Next steps
For the complete documentation index see: llms.txt
All documentation pages available in markdown.
What’s next: Part 3
You now have the two artifacts that matter for deployment: a saved model and a reproducible training dataset definition. Part 3 shows how to use them in a request-time prediction path.
You will switch from Spark batch reads to low-latency Aerospike key lookups, use get_feature_vector(), and connect feature retrieval directly to model inference.
This is where production constraints become real: even when model inference is fast, overall prediction latency depends on fetching the right features quickly for each request.
Continue to Part 3: Model Serving and start at Cell 14 in the same notebook.

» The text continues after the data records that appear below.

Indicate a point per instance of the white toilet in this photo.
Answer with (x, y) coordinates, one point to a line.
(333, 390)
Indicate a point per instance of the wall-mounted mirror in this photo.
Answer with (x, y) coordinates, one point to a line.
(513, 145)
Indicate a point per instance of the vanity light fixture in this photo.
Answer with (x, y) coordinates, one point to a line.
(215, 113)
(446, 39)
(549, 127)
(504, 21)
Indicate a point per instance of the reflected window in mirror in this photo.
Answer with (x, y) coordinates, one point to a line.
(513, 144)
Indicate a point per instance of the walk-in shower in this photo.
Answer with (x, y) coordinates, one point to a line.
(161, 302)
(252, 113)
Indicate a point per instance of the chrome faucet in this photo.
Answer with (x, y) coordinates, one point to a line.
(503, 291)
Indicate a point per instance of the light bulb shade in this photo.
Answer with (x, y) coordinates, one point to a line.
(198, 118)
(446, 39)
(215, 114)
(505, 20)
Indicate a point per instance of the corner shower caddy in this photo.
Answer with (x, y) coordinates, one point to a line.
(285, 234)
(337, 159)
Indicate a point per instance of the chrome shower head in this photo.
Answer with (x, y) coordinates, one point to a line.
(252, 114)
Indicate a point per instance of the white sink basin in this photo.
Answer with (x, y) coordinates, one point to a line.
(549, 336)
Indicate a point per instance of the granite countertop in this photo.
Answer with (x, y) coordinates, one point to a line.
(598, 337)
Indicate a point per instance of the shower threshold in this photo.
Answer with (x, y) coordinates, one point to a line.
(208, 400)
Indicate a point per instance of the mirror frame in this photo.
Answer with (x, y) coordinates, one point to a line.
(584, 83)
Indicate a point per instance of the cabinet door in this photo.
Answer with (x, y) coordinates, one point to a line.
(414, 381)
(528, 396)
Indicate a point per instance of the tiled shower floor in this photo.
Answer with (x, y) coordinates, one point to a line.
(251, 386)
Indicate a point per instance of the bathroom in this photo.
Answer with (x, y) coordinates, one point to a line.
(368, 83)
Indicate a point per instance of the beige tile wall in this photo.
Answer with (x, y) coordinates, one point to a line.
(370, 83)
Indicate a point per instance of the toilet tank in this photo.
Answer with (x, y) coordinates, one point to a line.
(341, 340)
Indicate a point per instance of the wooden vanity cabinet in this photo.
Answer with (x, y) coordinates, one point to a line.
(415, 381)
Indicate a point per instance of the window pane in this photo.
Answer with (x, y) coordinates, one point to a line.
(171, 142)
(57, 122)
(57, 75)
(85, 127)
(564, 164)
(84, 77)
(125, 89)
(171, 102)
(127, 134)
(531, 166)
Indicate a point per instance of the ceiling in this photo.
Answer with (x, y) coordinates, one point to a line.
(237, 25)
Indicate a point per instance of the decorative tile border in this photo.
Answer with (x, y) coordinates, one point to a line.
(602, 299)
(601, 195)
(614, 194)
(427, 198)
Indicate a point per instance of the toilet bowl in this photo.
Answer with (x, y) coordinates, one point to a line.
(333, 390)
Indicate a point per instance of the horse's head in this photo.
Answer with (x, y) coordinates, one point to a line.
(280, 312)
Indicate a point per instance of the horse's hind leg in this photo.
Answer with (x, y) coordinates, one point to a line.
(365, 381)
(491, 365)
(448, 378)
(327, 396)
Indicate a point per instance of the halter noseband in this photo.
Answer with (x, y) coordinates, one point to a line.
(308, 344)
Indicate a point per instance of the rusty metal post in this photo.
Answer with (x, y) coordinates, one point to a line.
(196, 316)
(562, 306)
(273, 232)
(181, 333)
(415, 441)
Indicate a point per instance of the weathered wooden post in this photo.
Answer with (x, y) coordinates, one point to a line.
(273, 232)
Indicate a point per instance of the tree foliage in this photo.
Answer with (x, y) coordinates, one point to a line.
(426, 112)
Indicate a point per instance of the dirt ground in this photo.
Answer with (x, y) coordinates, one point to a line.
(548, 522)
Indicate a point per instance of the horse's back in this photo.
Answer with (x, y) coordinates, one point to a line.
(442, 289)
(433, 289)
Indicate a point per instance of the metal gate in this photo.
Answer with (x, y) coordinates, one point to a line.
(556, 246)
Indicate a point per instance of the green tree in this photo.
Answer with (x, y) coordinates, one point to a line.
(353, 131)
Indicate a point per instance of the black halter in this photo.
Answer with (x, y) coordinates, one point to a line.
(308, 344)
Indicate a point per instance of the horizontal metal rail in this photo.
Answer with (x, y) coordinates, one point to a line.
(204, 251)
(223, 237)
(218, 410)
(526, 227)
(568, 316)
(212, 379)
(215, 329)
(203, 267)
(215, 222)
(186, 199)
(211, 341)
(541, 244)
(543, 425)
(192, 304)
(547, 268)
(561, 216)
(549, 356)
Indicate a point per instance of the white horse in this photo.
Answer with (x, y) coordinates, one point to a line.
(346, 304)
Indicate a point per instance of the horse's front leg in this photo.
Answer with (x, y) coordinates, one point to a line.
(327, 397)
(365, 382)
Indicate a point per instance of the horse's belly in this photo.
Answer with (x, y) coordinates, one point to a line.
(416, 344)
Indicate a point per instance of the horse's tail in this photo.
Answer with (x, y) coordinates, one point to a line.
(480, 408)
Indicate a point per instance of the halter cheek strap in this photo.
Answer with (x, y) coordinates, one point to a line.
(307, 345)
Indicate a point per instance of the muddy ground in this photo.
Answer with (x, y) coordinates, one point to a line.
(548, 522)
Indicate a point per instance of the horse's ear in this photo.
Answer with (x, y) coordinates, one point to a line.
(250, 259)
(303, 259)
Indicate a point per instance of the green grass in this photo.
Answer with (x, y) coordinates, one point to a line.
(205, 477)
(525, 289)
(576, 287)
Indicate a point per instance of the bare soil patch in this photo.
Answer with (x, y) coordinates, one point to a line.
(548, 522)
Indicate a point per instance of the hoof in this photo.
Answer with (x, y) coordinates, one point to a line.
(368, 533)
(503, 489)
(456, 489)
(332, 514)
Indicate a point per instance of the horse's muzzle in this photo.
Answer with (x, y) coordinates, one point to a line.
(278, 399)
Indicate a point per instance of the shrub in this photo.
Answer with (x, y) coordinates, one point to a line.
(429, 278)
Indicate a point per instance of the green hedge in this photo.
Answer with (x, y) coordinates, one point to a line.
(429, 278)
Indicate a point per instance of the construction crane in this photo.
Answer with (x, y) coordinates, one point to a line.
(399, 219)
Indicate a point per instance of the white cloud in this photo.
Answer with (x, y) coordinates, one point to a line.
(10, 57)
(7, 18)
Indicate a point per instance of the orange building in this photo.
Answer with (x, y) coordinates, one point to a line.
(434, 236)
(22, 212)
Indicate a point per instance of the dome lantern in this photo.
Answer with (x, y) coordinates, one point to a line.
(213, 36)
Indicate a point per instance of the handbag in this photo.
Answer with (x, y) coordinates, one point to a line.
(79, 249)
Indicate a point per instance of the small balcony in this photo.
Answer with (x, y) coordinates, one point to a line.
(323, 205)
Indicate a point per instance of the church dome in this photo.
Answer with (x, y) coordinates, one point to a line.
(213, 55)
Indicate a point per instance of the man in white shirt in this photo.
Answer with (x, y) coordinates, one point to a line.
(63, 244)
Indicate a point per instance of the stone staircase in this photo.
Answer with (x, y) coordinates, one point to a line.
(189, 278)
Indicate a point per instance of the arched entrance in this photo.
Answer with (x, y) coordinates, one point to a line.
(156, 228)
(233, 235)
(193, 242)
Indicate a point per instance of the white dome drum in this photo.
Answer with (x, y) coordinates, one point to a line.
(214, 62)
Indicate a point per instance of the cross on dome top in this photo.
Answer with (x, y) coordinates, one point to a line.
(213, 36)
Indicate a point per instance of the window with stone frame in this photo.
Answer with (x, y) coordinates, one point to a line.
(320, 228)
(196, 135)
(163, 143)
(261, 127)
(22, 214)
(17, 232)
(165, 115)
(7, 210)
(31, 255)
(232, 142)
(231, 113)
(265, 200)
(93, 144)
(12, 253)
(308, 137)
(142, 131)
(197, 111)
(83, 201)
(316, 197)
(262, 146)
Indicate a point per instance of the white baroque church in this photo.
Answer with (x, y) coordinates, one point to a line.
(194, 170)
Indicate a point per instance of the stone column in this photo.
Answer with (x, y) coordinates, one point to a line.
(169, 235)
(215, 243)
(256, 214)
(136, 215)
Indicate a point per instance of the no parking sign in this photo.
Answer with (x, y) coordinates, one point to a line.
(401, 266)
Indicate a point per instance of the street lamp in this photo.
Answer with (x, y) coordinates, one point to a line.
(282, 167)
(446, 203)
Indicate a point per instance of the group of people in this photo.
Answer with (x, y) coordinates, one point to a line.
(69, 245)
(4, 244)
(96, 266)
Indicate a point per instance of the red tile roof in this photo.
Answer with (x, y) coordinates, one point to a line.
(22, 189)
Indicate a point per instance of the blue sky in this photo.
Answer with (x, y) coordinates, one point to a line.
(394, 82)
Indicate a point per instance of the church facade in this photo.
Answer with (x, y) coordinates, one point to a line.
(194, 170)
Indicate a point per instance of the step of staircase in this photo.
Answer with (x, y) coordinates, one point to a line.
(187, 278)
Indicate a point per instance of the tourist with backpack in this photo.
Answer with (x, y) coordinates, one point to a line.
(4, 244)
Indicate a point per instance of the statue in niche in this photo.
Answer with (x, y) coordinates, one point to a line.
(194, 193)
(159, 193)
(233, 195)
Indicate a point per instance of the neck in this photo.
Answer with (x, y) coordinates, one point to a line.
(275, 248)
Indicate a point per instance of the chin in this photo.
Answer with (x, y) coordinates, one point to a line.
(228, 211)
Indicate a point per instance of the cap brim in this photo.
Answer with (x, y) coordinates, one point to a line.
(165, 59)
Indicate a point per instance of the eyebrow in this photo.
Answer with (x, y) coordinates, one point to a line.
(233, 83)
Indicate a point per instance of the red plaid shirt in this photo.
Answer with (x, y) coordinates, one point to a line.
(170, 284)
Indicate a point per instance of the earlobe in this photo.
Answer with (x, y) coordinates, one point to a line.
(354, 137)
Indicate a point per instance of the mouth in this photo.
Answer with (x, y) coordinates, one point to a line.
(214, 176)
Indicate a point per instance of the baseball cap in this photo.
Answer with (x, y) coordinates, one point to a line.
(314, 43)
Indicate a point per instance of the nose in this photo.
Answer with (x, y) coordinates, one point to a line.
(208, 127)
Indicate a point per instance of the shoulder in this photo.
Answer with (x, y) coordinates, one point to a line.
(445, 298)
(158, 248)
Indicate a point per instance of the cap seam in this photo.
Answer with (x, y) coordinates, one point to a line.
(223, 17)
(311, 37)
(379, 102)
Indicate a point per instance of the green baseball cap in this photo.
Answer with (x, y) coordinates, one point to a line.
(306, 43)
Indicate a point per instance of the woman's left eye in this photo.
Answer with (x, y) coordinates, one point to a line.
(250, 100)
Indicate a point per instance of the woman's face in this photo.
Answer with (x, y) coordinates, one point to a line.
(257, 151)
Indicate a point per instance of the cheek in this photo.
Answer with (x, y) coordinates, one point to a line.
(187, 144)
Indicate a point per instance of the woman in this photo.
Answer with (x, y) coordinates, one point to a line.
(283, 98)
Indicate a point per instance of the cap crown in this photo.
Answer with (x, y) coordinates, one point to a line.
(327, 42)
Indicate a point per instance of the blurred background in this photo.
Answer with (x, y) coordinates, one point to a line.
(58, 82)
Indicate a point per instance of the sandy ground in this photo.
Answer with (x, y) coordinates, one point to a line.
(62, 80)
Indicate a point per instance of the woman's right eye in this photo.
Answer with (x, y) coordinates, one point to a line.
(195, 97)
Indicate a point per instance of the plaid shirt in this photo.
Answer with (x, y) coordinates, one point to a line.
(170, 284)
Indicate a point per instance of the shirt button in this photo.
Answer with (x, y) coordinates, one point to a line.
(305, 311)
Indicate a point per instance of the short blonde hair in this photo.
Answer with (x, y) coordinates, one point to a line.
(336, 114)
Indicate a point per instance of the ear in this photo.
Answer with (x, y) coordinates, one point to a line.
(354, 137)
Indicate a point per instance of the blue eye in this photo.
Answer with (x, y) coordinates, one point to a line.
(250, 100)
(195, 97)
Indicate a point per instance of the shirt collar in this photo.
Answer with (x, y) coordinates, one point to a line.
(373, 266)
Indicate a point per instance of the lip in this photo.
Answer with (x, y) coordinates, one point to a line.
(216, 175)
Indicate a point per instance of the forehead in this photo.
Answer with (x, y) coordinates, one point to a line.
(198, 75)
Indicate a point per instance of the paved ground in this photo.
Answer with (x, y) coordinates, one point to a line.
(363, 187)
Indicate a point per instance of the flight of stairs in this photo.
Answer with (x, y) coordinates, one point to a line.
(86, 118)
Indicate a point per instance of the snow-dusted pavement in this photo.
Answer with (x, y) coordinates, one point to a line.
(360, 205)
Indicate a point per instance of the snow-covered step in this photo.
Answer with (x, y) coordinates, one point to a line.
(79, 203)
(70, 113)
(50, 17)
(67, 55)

Project directory snapshot
If you followed the full tutorial, your project directory may look like this:
Directoryfeature-store-tutorial/
- aerospike-spark-5.0.1-spark3.5-scala2.13-clientunshaded.jar Spark connector
- feature_store_tutorial.ipynb Your Jupyter notebook (Parts 1 and 2)
Directorymodels/
Directorytrip_decline_risk_lr/ Saved Logistic Regression model
- …
Directorydatasets/
Directorytrip-decline-risk-v1/ Materialized dataset Parquet files
- …
Advanced topics
Once you’ve completed the tutorial, consider coming back and exploring other classifiers besides logistic regression.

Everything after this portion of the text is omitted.